When you log in to your account, you’ll see Total Returns. ‘Total Returns’ is the sum of all your portfolios’ returns in the currency terms you select to display.

When you view an individual portfolio, you’ll see two different return measures: time-weighted return and money-weighted return. The different figures reflect your returns with and without considering your deposit and withdrawal activities, respectively.

What is Time-weighted Return?

Time-weighted Return (TWR) is the most commonly-used way to calculate returns in the financial industry, and it's an easy metric to compare returns between different portfolios.

By tracking the portfolio’s performance from your first deposit, a portfolio’s TWR removes the distortions that various cash inflows and outflows create. In essence, TWR measures the portfolio manager’s ability to generate returns, not the effects of an individual’s deposit and withdrawal behaviours.

What is Money-weighted Return?

Money-weighted Return (MWR) assigns a weight to each of your deposits and withdrawals. So, a deposit of $1,000 USD has a lesser effect on your portfolio’s return figure than a deposit of $100,000 USD.

This approach helps to gauge the impact and effectiveness of an individual’s timing of deposits and withdrawals. As a result, due to the emphasis of deposits and withdrawals, MWR may naturally overweight or underweight the returns, as well as distort the performance of the portfolio manager and their investment strategy.

MWR can potentially inflate your returns if you deposit when the markets are going up, or similarly understate your performance when you deposit while the markets are going down. It will also assign a larger weight to a lump sum deposit.

MWR’s merit lies in that it clarifies the impact of the individual investor’s investment decisions (e.g., when you deposit and withdraw).

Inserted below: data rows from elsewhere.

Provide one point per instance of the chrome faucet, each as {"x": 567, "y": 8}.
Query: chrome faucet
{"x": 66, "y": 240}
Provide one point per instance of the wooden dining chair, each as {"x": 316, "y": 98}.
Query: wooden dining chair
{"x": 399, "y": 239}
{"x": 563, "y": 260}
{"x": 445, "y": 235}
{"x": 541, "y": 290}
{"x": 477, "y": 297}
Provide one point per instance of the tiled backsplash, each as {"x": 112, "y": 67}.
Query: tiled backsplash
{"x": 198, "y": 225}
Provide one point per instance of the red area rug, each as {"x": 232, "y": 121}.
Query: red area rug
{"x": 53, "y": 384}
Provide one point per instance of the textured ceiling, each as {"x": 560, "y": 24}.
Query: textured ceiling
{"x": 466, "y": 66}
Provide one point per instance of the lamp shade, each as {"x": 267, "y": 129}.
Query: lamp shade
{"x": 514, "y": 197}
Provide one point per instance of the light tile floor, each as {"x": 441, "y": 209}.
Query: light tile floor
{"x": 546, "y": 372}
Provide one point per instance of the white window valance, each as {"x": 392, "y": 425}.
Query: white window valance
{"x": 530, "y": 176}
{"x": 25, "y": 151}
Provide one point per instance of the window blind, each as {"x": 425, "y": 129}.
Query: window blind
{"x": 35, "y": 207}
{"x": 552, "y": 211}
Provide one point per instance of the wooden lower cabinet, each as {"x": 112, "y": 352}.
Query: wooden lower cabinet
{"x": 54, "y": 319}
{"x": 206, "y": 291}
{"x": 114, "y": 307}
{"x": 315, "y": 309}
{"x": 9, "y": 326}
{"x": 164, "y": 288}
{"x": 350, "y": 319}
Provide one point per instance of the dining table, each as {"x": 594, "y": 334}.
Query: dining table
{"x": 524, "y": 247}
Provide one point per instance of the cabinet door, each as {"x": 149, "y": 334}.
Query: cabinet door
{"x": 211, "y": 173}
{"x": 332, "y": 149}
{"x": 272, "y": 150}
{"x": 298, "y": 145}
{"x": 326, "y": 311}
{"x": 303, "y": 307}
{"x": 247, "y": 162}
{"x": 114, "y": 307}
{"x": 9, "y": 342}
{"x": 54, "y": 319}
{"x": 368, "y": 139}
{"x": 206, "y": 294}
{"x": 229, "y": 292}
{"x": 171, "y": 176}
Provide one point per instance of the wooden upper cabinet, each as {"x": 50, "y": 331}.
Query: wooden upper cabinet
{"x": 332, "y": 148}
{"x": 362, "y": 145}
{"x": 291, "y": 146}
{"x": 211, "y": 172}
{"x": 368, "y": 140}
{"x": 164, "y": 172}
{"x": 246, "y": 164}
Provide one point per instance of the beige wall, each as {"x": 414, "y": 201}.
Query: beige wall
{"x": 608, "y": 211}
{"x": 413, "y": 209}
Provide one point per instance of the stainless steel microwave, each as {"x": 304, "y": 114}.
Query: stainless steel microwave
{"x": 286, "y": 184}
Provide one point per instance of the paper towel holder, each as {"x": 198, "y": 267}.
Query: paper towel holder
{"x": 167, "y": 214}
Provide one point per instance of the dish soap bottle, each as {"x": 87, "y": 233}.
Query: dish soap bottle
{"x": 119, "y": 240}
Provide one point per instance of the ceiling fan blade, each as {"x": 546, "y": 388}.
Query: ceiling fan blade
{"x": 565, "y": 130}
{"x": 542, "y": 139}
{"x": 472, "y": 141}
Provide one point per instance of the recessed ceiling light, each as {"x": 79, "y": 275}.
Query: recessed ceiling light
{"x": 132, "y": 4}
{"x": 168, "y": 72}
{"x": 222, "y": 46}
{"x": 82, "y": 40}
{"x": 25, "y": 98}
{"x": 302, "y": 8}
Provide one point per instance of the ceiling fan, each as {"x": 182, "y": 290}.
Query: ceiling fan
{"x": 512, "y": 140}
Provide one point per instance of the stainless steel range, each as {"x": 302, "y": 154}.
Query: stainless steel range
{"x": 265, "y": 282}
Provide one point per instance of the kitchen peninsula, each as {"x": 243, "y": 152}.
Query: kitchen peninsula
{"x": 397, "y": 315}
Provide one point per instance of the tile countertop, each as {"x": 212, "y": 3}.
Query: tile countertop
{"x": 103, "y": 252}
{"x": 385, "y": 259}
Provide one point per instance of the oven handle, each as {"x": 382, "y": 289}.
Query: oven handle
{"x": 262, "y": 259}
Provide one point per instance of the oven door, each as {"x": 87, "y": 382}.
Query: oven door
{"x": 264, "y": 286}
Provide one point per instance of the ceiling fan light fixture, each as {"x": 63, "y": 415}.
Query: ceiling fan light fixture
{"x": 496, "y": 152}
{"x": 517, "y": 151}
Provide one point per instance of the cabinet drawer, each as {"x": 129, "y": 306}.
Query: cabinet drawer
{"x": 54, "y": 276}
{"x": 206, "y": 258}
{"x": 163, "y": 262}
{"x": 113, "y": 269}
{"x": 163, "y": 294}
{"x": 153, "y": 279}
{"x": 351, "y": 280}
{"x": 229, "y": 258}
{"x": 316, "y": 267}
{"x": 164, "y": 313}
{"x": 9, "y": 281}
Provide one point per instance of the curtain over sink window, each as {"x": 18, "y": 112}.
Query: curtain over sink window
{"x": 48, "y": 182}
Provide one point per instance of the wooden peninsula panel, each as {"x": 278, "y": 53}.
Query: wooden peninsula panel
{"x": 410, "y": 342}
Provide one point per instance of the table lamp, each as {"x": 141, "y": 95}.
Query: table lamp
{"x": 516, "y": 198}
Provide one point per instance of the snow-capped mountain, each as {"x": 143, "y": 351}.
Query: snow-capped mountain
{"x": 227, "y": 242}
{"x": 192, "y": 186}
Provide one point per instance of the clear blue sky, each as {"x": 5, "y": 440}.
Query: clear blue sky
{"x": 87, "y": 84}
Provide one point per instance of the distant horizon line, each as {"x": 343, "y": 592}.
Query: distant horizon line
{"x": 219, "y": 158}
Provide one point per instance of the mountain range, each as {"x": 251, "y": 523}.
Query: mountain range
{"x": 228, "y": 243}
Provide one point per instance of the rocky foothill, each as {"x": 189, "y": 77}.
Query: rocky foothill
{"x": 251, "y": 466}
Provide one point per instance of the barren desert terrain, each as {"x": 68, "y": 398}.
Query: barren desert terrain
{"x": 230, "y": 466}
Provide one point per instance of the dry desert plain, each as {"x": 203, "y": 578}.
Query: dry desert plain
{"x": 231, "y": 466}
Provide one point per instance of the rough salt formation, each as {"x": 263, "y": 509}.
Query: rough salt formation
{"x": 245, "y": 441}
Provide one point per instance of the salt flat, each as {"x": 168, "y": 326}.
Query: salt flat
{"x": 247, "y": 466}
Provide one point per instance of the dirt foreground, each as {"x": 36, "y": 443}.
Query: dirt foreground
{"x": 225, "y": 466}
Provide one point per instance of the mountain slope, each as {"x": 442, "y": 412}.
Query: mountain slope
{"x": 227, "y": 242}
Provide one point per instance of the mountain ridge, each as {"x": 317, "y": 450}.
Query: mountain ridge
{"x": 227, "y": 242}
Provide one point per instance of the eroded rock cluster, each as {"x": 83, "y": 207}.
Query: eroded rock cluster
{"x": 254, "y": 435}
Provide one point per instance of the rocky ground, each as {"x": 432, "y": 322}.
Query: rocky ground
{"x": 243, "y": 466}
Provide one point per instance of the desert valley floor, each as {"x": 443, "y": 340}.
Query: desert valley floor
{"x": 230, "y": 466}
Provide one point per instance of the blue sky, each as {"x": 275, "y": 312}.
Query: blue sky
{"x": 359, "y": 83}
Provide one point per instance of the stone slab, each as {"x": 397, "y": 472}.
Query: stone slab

So, unless your portfolio manager determines when to deposit or withdraw funds from your portfolio, MWR doesn’t effectively measure your portfolio manager’s performance. You should only use MWR to compare two different portfolios if you have the exact same deposit and withdrawal behaviors for both portfolios.

When to use TWR versus MWR

There are merits for both measures. By considering both measures, you will have a better overall understanding of your portfolio’s performance, and of how well your deposit and withdrawal behavior affects your outcomes. If you only deposit when the markets are up, you’ll be bound to have lower returns, and this is why we so adamantly encourage dollar-cost averaging, or not timing the market. That way, you buy low and high over time, and it averages out on an upward trend.

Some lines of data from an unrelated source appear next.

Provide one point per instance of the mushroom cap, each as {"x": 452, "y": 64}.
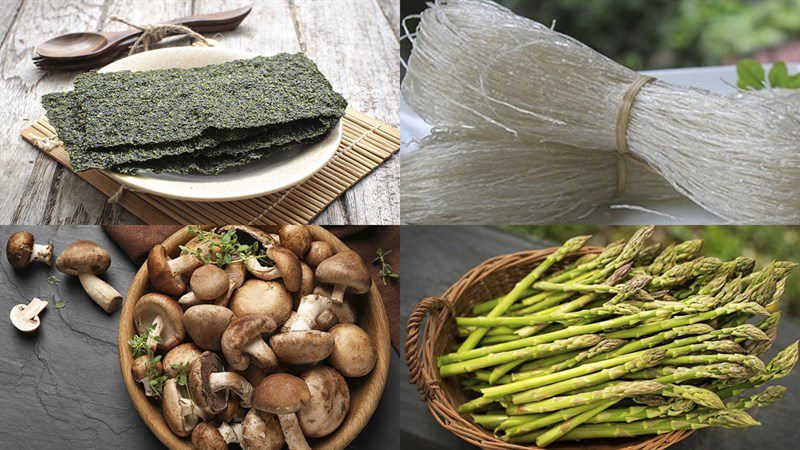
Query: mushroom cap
{"x": 296, "y": 238}
{"x": 262, "y": 298}
{"x": 19, "y": 249}
{"x": 83, "y": 256}
{"x": 151, "y": 305}
{"x": 207, "y": 437}
{"x": 329, "y": 402}
{"x": 261, "y": 431}
{"x": 160, "y": 274}
{"x": 280, "y": 393}
{"x": 289, "y": 266}
{"x": 353, "y": 353}
{"x": 345, "y": 268}
{"x": 302, "y": 347}
{"x": 141, "y": 364}
{"x": 200, "y": 385}
{"x": 318, "y": 251}
{"x": 209, "y": 282}
{"x": 206, "y": 323}
{"x": 241, "y": 331}
{"x": 181, "y": 355}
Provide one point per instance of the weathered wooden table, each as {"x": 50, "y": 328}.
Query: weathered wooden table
{"x": 354, "y": 42}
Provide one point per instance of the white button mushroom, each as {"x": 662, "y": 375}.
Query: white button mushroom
{"x": 26, "y": 317}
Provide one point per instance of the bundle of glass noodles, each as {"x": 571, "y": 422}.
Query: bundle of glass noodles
{"x": 478, "y": 66}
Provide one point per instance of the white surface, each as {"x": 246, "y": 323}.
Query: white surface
{"x": 260, "y": 177}
{"x": 721, "y": 79}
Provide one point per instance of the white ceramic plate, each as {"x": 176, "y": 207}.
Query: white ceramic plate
{"x": 255, "y": 179}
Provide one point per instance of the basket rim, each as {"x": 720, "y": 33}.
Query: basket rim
{"x": 423, "y": 370}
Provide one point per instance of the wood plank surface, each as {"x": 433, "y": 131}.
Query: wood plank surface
{"x": 354, "y": 42}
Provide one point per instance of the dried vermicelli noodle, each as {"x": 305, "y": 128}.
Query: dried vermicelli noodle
{"x": 477, "y": 64}
{"x": 460, "y": 176}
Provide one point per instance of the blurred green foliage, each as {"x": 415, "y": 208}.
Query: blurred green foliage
{"x": 763, "y": 243}
{"x": 649, "y": 34}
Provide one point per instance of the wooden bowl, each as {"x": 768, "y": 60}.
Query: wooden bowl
{"x": 365, "y": 393}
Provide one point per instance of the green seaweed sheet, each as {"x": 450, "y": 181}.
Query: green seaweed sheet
{"x": 136, "y": 121}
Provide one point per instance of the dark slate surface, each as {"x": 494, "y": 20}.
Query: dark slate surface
{"x": 61, "y": 387}
{"x": 435, "y": 257}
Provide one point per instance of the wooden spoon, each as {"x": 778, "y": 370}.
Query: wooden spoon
{"x": 91, "y": 44}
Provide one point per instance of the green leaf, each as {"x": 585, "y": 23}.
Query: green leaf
{"x": 779, "y": 77}
{"x": 751, "y": 74}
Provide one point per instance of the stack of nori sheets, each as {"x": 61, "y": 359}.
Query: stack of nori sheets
{"x": 201, "y": 120}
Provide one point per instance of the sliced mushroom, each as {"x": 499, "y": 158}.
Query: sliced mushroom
{"x": 242, "y": 340}
{"x": 328, "y": 404}
{"x": 296, "y": 238}
{"x": 25, "y": 318}
{"x": 206, "y": 323}
{"x": 21, "y": 250}
{"x": 262, "y": 298}
{"x": 283, "y": 395}
{"x": 140, "y": 369}
{"x": 209, "y": 384}
{"x": 165, "y": 273}
{"x": 261, "y": 431}
{"x": 206, "y": 436}
{"x": 180, "y": 356}
{"x": 345, "y": 271}
{"x": 87, "y": 260}
{"x": 208, "y": 283}
{"x": 161, "y": 317}
{"x": 180, "y": 412}
{"x": 353, "y": 353}
{"x": 318, "y": 251}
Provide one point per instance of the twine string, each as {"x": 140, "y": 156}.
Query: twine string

How should you compare your StashAway returns to the returns of your other investments?

As you can see just by looking at both TWR and MWR, a single return figure doesn’t tell the whole story of how well a portfolio performs. Be sure to use the same corresponding return figure when you're comparing your returns between different portfolio managers.

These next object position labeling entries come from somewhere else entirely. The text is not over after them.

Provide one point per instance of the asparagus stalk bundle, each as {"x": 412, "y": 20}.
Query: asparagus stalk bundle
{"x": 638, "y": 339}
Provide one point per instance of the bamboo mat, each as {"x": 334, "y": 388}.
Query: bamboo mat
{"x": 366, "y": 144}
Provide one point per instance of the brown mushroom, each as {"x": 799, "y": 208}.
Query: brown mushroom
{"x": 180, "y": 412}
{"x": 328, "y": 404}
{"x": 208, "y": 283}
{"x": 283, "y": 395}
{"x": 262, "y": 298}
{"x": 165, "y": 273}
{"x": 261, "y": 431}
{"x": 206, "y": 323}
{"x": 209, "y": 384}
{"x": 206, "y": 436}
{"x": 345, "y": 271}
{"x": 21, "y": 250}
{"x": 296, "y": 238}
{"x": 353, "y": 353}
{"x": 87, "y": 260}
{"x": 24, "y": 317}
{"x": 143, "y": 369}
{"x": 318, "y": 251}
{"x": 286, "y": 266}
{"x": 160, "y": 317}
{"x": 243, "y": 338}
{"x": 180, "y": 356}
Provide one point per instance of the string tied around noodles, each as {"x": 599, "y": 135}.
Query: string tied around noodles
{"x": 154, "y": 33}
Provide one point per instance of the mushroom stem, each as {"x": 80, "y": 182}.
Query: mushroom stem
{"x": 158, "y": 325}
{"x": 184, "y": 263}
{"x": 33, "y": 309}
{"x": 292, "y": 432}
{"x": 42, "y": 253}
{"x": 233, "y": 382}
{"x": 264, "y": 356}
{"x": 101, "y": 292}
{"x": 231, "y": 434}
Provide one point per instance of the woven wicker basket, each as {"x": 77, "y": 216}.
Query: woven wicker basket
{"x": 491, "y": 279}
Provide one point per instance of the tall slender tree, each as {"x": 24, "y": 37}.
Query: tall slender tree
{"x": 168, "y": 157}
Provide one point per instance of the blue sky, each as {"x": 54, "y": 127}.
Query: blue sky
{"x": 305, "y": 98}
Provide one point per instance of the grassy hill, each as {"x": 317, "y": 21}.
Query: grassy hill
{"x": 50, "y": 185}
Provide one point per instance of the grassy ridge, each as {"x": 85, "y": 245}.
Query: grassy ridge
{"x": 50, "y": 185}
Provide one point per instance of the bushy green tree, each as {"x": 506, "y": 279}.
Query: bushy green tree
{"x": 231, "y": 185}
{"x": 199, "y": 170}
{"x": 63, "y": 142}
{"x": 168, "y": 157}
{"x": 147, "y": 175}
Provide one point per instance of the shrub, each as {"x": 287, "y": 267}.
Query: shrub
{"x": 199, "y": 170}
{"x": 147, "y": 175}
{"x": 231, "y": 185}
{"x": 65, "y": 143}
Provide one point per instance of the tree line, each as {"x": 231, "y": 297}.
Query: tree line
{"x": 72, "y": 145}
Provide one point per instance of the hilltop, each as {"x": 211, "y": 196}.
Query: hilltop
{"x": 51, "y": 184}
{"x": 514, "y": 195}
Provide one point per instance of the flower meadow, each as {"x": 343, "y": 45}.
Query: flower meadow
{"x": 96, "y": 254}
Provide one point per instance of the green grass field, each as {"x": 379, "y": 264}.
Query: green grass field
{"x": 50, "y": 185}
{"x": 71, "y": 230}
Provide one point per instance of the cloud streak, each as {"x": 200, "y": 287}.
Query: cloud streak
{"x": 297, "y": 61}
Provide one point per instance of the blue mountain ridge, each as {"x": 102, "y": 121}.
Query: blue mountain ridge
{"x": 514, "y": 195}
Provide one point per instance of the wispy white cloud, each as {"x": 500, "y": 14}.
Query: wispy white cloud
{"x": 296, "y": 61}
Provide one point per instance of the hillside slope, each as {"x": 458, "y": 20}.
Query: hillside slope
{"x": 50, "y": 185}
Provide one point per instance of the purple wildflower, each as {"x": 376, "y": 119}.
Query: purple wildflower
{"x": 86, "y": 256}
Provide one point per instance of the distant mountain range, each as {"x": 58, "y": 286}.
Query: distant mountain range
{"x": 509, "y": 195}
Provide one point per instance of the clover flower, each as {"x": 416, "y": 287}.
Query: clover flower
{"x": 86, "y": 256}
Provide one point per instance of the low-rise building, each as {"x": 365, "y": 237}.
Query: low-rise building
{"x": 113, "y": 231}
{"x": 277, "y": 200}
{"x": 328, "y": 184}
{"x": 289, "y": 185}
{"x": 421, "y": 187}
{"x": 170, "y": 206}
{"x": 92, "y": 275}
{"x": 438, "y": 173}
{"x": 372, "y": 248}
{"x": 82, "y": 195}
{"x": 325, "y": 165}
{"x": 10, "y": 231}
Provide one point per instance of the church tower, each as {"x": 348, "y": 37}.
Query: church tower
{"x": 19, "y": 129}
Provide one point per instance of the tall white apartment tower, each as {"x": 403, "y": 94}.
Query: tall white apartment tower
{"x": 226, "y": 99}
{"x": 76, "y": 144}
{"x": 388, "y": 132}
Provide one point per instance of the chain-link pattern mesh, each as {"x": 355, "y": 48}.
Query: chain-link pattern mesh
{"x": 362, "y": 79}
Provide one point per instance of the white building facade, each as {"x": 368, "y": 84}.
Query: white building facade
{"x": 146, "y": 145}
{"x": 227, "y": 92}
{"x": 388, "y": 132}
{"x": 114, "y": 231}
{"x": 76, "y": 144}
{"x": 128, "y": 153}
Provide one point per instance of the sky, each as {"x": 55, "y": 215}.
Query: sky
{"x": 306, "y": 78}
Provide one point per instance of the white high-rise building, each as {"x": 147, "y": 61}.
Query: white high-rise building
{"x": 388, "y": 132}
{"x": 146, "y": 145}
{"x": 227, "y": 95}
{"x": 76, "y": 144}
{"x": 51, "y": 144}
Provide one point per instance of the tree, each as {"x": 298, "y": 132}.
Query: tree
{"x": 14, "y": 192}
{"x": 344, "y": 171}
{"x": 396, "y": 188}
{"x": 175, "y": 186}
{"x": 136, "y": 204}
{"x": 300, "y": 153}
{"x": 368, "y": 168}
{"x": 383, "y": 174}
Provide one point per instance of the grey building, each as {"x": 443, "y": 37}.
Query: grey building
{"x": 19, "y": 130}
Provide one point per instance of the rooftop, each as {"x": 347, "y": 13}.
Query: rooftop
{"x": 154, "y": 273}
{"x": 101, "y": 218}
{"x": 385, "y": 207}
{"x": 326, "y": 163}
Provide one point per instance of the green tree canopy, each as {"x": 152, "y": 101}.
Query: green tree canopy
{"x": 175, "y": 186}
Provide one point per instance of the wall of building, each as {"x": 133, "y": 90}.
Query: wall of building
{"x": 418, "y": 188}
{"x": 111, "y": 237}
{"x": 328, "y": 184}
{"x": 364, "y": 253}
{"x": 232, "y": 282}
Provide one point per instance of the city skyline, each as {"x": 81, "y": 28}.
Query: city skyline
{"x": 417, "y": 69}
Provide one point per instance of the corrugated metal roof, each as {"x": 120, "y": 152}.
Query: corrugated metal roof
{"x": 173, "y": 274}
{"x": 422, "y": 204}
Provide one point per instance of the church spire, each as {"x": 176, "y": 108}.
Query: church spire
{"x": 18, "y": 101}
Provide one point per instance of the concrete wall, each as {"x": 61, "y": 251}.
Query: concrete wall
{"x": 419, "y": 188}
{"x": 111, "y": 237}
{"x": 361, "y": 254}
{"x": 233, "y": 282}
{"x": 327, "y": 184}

But also, remember that returns are only part of the investing picture. Sure, we all invest to make more money, but how we get to our returns is just as important. Make sure you consider the level of risk your portfolio manager is undertaking when achieving those returns. In other words, look to see how much risk your portfolio manager exposes you to in the name of a return. Although the adage goes that high risk brings high returns, it's equally true that high risk brings massive losses. The more risk you take, the wider the range of potential outcomes you face. That nice high return might turn around and lose you more than you wish if you're over-exposed to risk.

In short...

  • Look at MWR to see how your deposit and withdrawal behavior affects your returns.
  • Look at TWR to see how your portfolio manager manages your investments from the first day of your investment.
  • Always consider how much risk to which your portfolio manager exposes your assets when achieving your returns.